When about a mile off Ralph Trenchard raised his hand above his head in salutation to the figure he could see sitting on the hummock, and urged his camel quicker still, then pulled it to a halt and sat and stared at the girl, who looked like some silver statue under the light of the stars; then slipped to the ground instead of bringing the beast to its knees, hobbled it, dropped the white cloak, and followed the beckoning finger of Love, whom he could not see for the beauty of the girl, along the path which had been marked for him to tread even before the days of Abraham.
And Helen Raynor rose and walked towards him, holding out her hand, so that they neared each other and met yet again, as those who truly love do meet down the ages, and will meet, until in perfect understanding they become one perfect spirit which will not be divided even by the short-lived dream of death.

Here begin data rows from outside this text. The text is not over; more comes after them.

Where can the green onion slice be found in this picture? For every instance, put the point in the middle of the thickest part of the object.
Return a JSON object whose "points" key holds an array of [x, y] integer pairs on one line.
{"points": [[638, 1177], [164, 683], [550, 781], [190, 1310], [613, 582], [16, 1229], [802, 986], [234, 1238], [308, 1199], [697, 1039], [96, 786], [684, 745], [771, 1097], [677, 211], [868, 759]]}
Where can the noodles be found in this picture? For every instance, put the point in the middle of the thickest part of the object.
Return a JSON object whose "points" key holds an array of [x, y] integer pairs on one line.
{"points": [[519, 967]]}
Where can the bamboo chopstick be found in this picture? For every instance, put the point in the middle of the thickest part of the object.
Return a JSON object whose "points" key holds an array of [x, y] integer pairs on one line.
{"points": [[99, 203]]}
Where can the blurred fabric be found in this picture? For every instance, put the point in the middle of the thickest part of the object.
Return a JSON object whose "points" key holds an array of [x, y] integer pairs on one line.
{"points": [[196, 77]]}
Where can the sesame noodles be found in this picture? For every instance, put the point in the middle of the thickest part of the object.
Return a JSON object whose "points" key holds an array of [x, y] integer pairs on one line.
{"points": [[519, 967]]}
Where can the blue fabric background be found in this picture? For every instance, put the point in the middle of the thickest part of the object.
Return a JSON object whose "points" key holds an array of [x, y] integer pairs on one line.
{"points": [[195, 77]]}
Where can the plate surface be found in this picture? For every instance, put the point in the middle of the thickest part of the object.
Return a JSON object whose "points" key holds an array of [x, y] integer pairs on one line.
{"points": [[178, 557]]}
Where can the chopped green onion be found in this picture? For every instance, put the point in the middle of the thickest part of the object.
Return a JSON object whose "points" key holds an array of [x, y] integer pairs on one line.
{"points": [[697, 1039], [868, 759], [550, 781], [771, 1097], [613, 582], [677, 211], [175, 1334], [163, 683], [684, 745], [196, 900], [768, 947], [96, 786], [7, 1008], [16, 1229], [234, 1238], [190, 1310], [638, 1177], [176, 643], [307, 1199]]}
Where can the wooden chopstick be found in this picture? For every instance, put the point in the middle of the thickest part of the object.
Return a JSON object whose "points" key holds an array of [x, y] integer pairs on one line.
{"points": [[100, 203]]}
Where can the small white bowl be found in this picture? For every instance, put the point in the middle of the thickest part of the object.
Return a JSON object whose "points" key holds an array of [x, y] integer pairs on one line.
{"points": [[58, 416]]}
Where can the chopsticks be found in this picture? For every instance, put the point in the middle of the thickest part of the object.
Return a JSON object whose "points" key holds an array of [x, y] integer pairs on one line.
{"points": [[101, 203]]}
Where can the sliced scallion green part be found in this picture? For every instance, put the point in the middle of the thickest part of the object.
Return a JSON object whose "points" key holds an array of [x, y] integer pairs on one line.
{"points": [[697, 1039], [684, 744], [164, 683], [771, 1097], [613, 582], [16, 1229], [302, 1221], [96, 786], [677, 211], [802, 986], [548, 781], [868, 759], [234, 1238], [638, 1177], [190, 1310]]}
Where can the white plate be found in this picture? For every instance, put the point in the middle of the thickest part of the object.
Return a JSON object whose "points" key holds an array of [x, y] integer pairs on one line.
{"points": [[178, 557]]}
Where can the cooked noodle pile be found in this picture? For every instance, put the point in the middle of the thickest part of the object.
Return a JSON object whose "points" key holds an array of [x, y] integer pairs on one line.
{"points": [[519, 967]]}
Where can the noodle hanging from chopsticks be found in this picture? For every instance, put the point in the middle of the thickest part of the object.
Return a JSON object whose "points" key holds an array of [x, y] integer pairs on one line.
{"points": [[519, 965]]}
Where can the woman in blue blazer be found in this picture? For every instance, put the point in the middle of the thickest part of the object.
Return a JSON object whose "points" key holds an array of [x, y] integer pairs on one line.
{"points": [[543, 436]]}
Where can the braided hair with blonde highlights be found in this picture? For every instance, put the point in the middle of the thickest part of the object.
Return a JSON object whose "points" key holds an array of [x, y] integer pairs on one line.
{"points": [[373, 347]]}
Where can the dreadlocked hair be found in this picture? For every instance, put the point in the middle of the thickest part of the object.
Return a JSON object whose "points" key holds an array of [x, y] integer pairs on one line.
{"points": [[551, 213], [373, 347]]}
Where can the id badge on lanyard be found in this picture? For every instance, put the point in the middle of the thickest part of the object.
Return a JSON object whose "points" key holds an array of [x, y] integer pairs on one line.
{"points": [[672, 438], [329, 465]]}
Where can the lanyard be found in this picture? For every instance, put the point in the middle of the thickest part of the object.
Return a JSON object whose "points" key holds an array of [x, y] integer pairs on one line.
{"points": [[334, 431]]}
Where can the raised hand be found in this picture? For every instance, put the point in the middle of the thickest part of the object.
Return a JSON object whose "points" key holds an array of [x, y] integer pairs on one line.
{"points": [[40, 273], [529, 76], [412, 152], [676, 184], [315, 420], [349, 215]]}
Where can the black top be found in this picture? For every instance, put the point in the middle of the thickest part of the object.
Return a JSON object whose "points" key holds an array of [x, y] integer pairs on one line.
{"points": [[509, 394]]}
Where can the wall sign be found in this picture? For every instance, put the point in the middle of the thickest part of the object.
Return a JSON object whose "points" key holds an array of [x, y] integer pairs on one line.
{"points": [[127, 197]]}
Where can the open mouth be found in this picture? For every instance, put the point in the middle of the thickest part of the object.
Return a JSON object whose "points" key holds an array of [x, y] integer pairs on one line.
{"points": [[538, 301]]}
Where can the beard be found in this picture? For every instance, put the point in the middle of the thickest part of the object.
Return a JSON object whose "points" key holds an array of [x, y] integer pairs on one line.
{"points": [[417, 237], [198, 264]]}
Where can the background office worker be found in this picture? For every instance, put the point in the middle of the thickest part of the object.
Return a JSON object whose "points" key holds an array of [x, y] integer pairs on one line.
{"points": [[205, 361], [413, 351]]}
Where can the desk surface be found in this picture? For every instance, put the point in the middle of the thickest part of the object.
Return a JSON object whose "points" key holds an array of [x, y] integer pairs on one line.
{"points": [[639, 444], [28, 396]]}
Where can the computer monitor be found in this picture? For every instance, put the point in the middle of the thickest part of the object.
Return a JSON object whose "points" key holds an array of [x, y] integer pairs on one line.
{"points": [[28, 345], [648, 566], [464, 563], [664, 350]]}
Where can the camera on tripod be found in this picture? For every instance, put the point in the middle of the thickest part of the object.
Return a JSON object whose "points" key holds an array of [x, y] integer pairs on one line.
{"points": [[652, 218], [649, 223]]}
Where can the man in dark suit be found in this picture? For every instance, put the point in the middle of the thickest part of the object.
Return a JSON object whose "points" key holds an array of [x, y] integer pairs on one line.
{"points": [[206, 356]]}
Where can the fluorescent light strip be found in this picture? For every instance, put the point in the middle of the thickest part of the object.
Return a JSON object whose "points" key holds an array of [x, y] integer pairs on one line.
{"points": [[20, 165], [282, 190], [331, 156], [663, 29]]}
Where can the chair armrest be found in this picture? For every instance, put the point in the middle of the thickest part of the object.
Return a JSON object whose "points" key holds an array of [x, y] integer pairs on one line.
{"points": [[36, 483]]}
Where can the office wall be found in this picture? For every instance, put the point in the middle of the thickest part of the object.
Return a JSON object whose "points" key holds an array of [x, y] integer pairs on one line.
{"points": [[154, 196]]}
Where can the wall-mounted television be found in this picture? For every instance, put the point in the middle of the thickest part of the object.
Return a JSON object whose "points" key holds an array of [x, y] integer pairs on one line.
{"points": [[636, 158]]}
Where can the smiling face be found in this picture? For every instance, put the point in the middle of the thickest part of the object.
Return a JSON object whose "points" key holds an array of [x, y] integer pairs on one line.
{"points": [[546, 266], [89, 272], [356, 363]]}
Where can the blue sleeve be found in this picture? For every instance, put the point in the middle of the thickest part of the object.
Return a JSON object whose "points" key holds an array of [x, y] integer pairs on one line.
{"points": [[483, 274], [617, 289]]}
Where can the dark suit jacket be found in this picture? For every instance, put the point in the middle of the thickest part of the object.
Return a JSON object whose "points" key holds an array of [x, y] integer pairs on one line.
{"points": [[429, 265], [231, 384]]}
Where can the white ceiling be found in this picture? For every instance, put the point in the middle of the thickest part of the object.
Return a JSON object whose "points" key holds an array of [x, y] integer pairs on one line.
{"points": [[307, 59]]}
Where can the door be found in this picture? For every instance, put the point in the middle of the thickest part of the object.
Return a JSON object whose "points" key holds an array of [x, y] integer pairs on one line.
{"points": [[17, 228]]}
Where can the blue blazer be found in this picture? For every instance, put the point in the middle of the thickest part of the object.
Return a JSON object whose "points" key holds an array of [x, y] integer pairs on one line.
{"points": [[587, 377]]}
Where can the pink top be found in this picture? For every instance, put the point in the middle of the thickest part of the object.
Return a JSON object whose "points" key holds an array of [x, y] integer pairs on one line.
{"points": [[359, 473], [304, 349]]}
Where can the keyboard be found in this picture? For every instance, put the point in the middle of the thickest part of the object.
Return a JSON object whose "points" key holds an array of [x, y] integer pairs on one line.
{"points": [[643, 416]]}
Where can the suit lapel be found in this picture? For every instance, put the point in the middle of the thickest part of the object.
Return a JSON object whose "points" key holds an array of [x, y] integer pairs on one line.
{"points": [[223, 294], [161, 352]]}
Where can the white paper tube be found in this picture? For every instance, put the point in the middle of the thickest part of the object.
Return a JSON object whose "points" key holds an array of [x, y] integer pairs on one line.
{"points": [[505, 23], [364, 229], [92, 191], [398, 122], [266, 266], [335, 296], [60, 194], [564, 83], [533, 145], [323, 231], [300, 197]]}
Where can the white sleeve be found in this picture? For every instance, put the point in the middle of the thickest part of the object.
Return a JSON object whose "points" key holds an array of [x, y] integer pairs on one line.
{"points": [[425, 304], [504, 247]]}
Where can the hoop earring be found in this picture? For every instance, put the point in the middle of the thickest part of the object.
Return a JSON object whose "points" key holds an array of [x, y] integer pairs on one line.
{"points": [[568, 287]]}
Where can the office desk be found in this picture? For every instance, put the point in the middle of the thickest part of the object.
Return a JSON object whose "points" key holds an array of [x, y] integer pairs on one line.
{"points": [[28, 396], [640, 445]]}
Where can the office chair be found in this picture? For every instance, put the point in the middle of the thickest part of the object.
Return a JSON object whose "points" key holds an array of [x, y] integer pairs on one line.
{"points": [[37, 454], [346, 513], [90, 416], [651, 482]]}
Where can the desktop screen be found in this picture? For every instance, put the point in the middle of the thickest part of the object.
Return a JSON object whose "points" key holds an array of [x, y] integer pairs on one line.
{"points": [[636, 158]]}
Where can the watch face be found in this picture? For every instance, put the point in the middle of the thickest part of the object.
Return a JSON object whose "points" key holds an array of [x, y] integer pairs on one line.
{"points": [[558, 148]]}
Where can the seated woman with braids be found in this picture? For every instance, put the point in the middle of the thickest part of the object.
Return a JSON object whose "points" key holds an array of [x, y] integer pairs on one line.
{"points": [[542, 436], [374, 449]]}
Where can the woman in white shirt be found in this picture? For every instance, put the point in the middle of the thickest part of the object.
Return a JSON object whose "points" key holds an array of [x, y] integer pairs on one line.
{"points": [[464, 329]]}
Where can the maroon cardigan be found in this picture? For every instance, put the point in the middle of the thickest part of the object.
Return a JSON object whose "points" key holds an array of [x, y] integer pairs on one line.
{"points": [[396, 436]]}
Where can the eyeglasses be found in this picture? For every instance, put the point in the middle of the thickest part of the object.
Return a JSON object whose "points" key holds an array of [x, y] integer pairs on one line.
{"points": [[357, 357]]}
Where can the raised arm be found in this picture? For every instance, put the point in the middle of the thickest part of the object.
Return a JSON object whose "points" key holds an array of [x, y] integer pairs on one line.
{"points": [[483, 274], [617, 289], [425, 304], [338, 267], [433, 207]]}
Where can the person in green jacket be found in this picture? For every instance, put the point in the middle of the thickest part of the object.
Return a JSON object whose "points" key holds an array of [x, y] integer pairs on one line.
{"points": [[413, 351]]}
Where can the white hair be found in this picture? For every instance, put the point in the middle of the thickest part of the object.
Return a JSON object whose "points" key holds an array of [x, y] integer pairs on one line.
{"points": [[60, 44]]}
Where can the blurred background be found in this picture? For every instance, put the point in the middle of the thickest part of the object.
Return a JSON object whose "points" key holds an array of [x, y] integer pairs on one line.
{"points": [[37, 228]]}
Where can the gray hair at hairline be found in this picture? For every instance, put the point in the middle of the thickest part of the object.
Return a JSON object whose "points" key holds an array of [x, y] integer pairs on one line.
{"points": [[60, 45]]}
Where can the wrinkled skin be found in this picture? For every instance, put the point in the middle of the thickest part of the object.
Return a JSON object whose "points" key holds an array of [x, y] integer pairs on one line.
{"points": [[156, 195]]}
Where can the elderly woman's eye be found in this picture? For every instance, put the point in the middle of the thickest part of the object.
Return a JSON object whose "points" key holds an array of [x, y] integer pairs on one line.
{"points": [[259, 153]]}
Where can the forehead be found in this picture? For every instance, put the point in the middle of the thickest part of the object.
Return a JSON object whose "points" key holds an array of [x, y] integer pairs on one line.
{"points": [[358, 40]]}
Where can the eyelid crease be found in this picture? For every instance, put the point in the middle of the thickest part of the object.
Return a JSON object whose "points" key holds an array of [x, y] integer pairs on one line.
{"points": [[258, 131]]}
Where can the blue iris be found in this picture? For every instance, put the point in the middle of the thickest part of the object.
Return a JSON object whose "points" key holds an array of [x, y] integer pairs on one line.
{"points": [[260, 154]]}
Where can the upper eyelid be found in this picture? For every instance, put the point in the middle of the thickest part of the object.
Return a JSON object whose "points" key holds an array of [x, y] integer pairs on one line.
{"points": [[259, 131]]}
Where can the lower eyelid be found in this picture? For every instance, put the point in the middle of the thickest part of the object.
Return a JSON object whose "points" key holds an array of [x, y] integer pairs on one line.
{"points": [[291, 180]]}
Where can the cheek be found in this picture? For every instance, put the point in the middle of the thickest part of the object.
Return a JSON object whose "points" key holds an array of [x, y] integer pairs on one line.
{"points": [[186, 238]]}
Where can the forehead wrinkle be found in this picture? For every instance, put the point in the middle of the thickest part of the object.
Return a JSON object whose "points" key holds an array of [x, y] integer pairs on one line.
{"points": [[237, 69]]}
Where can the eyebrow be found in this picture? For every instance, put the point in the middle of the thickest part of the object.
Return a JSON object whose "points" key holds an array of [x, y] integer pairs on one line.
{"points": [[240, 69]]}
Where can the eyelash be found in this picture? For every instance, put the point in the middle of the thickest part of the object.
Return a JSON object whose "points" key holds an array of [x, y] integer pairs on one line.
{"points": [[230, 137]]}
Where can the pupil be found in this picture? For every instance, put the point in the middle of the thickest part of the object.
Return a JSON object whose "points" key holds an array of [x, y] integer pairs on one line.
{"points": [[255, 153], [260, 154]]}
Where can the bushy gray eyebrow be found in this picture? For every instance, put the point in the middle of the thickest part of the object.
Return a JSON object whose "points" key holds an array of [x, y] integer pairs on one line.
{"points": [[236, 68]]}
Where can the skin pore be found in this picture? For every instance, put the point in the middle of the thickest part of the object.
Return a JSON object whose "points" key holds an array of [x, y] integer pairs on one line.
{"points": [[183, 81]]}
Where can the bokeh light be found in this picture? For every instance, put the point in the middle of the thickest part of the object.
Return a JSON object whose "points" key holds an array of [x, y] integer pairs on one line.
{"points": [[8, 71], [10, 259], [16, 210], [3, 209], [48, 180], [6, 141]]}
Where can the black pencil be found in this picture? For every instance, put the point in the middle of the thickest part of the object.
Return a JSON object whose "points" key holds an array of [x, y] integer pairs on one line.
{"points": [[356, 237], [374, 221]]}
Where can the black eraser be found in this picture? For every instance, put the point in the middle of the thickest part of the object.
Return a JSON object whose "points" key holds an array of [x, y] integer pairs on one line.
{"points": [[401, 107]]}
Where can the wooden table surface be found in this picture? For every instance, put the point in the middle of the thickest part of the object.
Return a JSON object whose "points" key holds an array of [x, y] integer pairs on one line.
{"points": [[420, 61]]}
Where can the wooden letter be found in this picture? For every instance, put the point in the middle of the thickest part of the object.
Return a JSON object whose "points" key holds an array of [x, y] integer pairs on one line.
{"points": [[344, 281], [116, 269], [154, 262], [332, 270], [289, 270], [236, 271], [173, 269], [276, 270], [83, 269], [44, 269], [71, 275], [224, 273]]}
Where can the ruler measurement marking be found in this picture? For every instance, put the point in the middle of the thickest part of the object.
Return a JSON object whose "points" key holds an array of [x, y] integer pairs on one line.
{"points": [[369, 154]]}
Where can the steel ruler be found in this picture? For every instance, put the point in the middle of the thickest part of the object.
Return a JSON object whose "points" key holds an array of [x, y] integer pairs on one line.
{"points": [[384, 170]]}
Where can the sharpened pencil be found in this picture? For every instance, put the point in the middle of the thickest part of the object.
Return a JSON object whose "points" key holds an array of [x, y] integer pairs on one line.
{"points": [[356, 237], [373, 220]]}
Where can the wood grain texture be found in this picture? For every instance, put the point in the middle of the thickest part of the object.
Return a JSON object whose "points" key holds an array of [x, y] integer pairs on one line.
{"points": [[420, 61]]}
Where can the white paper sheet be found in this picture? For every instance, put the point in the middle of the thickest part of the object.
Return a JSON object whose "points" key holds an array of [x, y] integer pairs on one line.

“I seem to know you so well,” said Ralph Trenchard quietly.
“And I you. I have seen you—I recognize the scar across your temple.” Helen Raynor pressed her hand against her forehead in an effort to capture the elusive memory which had suddenly flitted through her mind. “I cannot remember. I——”
“My name is Ralph Trenchard, and my business in Egypt one of pleasure. I was riding out into the desert to be alone at sunrise.”
She shook her head and looked about her and up to the stars and into the eyes of the man who had come to her out of the night, and yet not as a stranger; and she looked frankly at the lean, handsome face with the powerful jaw and humorous mouth, and smiled into the quiet grey eyes, and made a movement with her hand towards the oasis.
“I cannot remember where I have seen you, but will you not come to our camp and have some coffee? I would[77] not keep you from your ride, but my grandfather will, I am sure, be delighted to meet you. I am——”
“Of course!” broke in Ralph Trenchard, as he stooped to remove the hobble from the mare, who danced sideways at the smell of camel which permeated the new-comer. “You must be Miss Raynor. Everybody is talking about the danger of the expedition you are starting out on; they don’t seem to see the other side, the privilege of searching for something which has been lost for centuries, the joy of adventuring into a new country.”
They walked across to the camel, which stretched its neck and made a vicious snap at the mare, who immediately retaliated by lashing out at the contemptuous face.
“Quiet, you brute!” said Ralph Trenchard, as he removed the hobble, whereupon the said brute turned its hideous head and winked at him in hearty friendliness. “There is one thing I really do pride myself upon, Miss Raynor, though perhaps I ought not to, as it may only be the result of a certain brotherhood in sheer mule-headed obstinacy which I share with the quadruped.”
“And what is it?”
“The way I can manage camels. They seem absolutely to love me before my face, whatever they feel behind my back. I can do almost anything I like with them.”
Helen Raynor walked close up to him and laid her hand upon his sleeve.
“Tell me,” she said eagerly, “where are you going to after you leave Egypt?”
“Well, I have been trying to make up my mind. I’m just down from Oxford, and am having a look round the old places before settling down to manage the estate which came to me when the dear old governor died a few months ago. I was born out here, lived here until I was ten. My people were stationed out here all over the place. Mother is buried in Khartoum. I love the country, and speak the language like a native. I don’t mind much[78] where I go, but I do wish I could have one jolly good adventure when I get there.”
“Come,” said Helen, her beautiful teeth flashing in a delighted smile, “I’m more convinced than ever that my grandfather will be delighted to meet you.”